L’Indice harmonisé des prix à la consommation (IHPC) s’est établi à 103,6, contre 103,2 à la même période en 2025, sur la base 100 fixée en 2023. En variation mensuelle, les prix ont enregistré une progression de 0,7 % par rapport à janvier.
Cette évolution maîtrisée sur un an s’explique en grande partie par le recul des prix des produits alimentaires, en baisse de 0,9 %. Les céréales ont joué un rôle déterminant dans cette tendance, affichant une chute notable de 17,8 %, favorisée par une campagne agricole réussie et une meilleure disponibilité du maïs sur le marché local.

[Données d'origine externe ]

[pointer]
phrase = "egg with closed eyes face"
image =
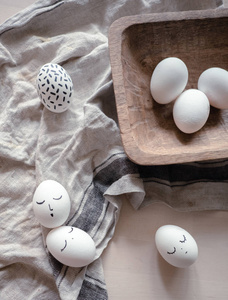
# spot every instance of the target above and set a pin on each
(71, 246)
(176, 246)
(51, 204)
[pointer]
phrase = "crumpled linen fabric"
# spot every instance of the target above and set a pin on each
(80, 148)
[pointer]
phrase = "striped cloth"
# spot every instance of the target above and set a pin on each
(80, 148)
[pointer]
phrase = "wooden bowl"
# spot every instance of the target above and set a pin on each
(137, 44)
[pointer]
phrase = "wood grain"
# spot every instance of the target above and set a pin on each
(137, 44)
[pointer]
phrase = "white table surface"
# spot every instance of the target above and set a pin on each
(133, 268)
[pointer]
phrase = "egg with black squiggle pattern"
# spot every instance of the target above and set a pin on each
(54, 87)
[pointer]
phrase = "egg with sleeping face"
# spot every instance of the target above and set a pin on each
(51, 204)
(71, 246)
(176, 246)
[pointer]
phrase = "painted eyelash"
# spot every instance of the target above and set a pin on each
(173, 251)
(183, 240)
(40, 202)
(57, 198)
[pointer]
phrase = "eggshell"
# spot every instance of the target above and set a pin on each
(51, 204)
(71, 246)
(214, 83)
(168, 80)
(54, 87)
(191, 111)
(176, 246)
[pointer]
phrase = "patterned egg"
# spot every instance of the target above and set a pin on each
(54, 87)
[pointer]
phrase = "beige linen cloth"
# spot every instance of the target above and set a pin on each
(80, 148)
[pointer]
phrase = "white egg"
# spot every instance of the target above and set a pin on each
(176, 246)
(71, 246)
(168, 80)
(191, 111)
(54, 87)
(51, 204)
(214, 83)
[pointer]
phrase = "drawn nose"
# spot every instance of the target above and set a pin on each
(51, 209)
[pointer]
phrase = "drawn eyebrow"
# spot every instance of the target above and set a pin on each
(64, 246)
(183, 240)
(40, 202)
(173, 251)
(57, 198)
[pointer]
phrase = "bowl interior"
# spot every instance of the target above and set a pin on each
(201, 44)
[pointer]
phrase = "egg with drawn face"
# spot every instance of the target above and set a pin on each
(176, 246)
(51, 204)
(71, 246)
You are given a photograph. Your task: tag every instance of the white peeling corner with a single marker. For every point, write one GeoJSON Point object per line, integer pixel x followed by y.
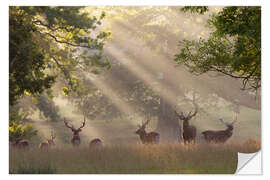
{"type": "Point", "coordinates": [249, 163]}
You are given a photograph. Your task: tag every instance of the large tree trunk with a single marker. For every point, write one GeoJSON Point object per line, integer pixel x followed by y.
{"type": "Point", "coordinates": [168, 124]}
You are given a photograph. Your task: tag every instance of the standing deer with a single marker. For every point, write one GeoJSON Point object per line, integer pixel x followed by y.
{"type": "Point", "coordinates": [76, 140]}
{"type": "Point", "coordinates": [147, 138]}
{"type": "Point", "coordinates": [49, 143]}
{"type": "Point", "coordinates": [220, 136]}
{"type": "Point", "coordinates": [189, 131]}
{"type": "Point", "coordinates": [95, 144]}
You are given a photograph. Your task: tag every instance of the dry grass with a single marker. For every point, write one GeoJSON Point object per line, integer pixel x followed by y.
{"type": "Point", "coordinates": [130, 159]}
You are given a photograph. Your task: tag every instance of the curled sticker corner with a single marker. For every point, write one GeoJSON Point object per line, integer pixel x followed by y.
{"type": "Point", "coordinates": [249, 163]}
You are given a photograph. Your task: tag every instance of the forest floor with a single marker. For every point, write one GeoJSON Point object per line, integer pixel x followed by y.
{"type": "Point", "coordinates": [164, 158]}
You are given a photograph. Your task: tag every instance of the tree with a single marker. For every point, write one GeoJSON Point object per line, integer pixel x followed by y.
{"type": "Point", "coordinates": [233, 48]}
{"type": "Point", "coordinates": [46, 43]}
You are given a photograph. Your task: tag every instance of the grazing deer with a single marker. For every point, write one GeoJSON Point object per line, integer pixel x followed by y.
{"type": "Point", "coordinates": [76, 140]}
{"type": "Point", "coordinates": [147, 138]}
{"type": "Point", "coordinates": [220, 136]}
{"type": "Point", "coordinates": [95, 144]}
{"type": "Point", "coordinates": [49, 143]}
{"type": "Point", "coordinates": [189, 131]}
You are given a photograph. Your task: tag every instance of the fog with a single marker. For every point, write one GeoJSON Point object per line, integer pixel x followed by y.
{"type": "Point", "coordinates": [142, 48]}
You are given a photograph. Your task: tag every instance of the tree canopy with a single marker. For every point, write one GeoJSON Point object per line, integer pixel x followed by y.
{"type": "Point", "coordinates": [46, 43]}
{"type": "Point", "coordinates": [233, 48]}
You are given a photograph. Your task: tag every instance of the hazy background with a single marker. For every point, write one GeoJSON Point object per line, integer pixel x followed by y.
{"type": "Point", "coordinates": [144, 79]}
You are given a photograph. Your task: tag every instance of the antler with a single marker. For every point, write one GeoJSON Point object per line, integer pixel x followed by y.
{"type": "Point", "coordinates": [220, 118]}
{"type": "Point", "coordinates": [83, 124]}
{"type": "Point", "coordinates": [147, 121]}
{"type": "Point", "coordinates": [71, 127]}
{"type": "Point", "coordinates": [235, 119]}
{"type": "Point", "coordinates": [180, 116]}
{"type": "Point", "coordinates": [53, 136]}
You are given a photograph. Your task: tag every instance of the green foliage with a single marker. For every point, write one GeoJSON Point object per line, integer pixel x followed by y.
{"type": "Point", "coordinates": [195, 9]}
{"type": "Point", "coordinates": [18, 129]}
{"type": "Point", "coordinates": [48, 42]}
{"type": "Point", "coordinates": [234, 48]}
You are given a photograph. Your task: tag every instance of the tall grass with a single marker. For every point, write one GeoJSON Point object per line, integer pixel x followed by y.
{"type": "Point", "coordinates": [131, 159]}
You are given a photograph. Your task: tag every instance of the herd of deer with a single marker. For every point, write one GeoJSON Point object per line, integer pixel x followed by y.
{"type": "Point", "coordinates": [188, 134]}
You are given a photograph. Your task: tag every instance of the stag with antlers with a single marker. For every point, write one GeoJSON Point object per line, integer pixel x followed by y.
{"type": "Point", "coordinates": [76, 140]}
{"type": "Point", "coordinates": [189, 131]}
{"type": "Point", "coordinates": [147, 138]}
{"type": "Point", "coordinates": [220, 136]}
{"type": "Point", "coordinates": [49, 143]}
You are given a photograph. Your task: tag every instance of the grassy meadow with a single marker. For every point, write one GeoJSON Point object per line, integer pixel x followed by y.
{"type": "Point", "coordinates": [165, 158]}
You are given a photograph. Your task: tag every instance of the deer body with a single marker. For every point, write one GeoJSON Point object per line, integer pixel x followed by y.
{"type": "Point", "coordinates": [219, 136]}
{"type": "Point", "coordinates": [189, 132]}
{"type": "Point", "coordinates": [48, 144]}
{"type": "Point", "coordinates": [151, 137]}
{"type": "Point", "coordinates": [76, 140]}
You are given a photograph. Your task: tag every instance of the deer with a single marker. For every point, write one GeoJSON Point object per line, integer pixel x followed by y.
{"type": "Point", "coordinates": [76, 140]}
{"type": "Point", "coordinates": [147, 138]}
{"type": "Point", "coordinates": [220, 136]}
{"type": "Point", "coordinates": [49, 143]}
{"type": "Point", "coordinates": [95, 144]}
{"type": "Point", "coordinates": [189, 131]}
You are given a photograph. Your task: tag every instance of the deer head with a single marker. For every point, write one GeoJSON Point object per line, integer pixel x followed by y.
{"type": "Point", "coordinates": [142, 127]}
{"type": "Point", "coordinates": [75, 131]}
{"type": "Point", "coordinates": [51, 140]}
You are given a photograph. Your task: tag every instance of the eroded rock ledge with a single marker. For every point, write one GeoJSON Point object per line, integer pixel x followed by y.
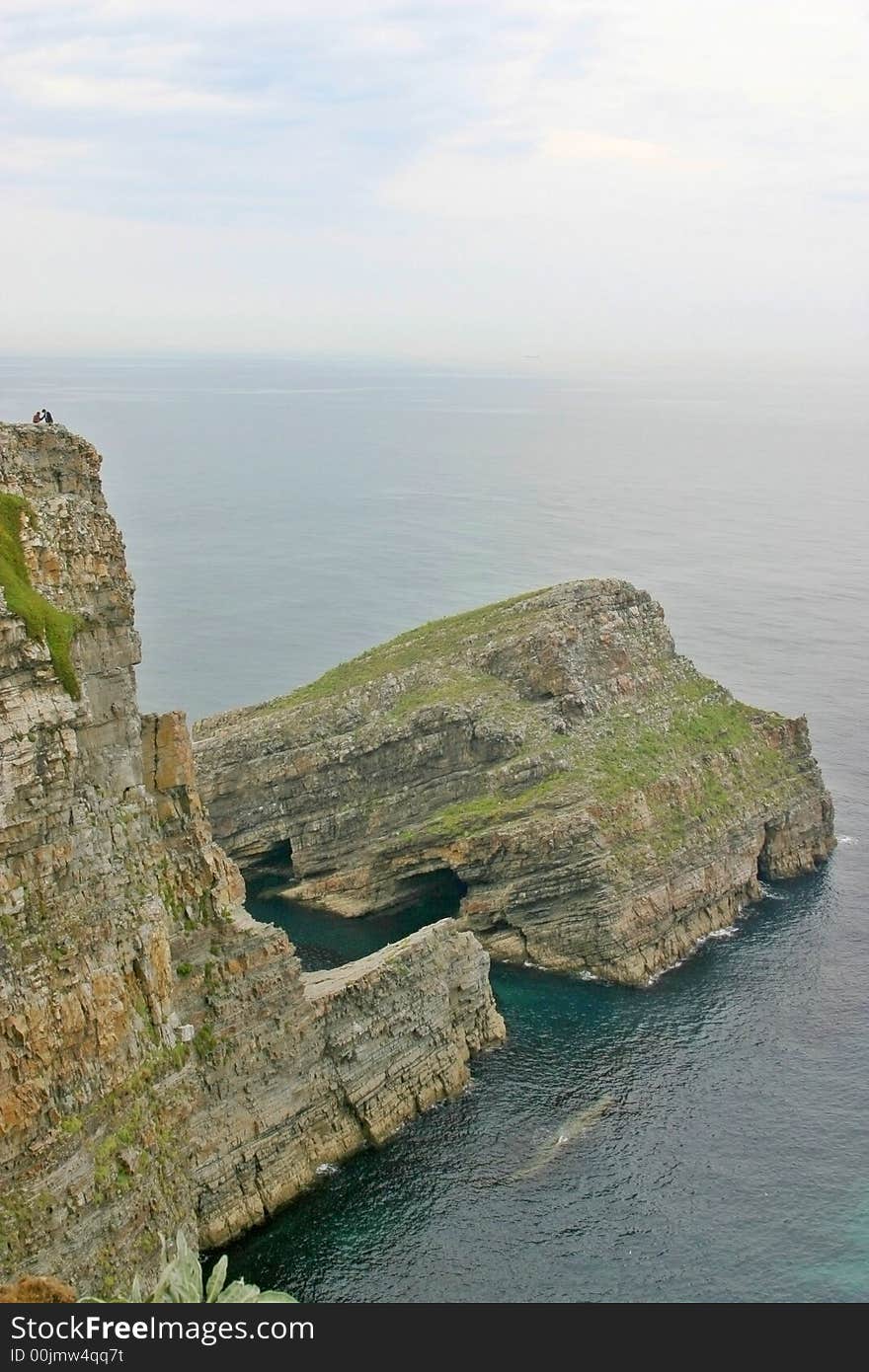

En revanche, les prix hors alimentation ont connu une hausse significative. Le poste « logement, eau, électricité, gaz et autres combustibles » a notamment augmenté de 13 % en glissement annuel, accentuant la pression sur les dépenses des ménages.
Malgré cette légère remontée, le niveau d’inflation demeure nettement inférieur au plafond de 3 % fixé par l’Union économique et monétaire ouest-africaine (UEMOA).
L’INSEED rappelle que l’IHPC est calculé chaque mois à partir d’un panier de 810 produits relevés dans 4.790 points de vente à travers le pays.
Pour les analystes, cette relative stabilité des prix reflète l’efficacité des politiques publiques de régulation et de contrôle. Le principal enjeu reste toutefois de préserver cet équilibre dans un contexte international encore marqué par des incertitudes économiques.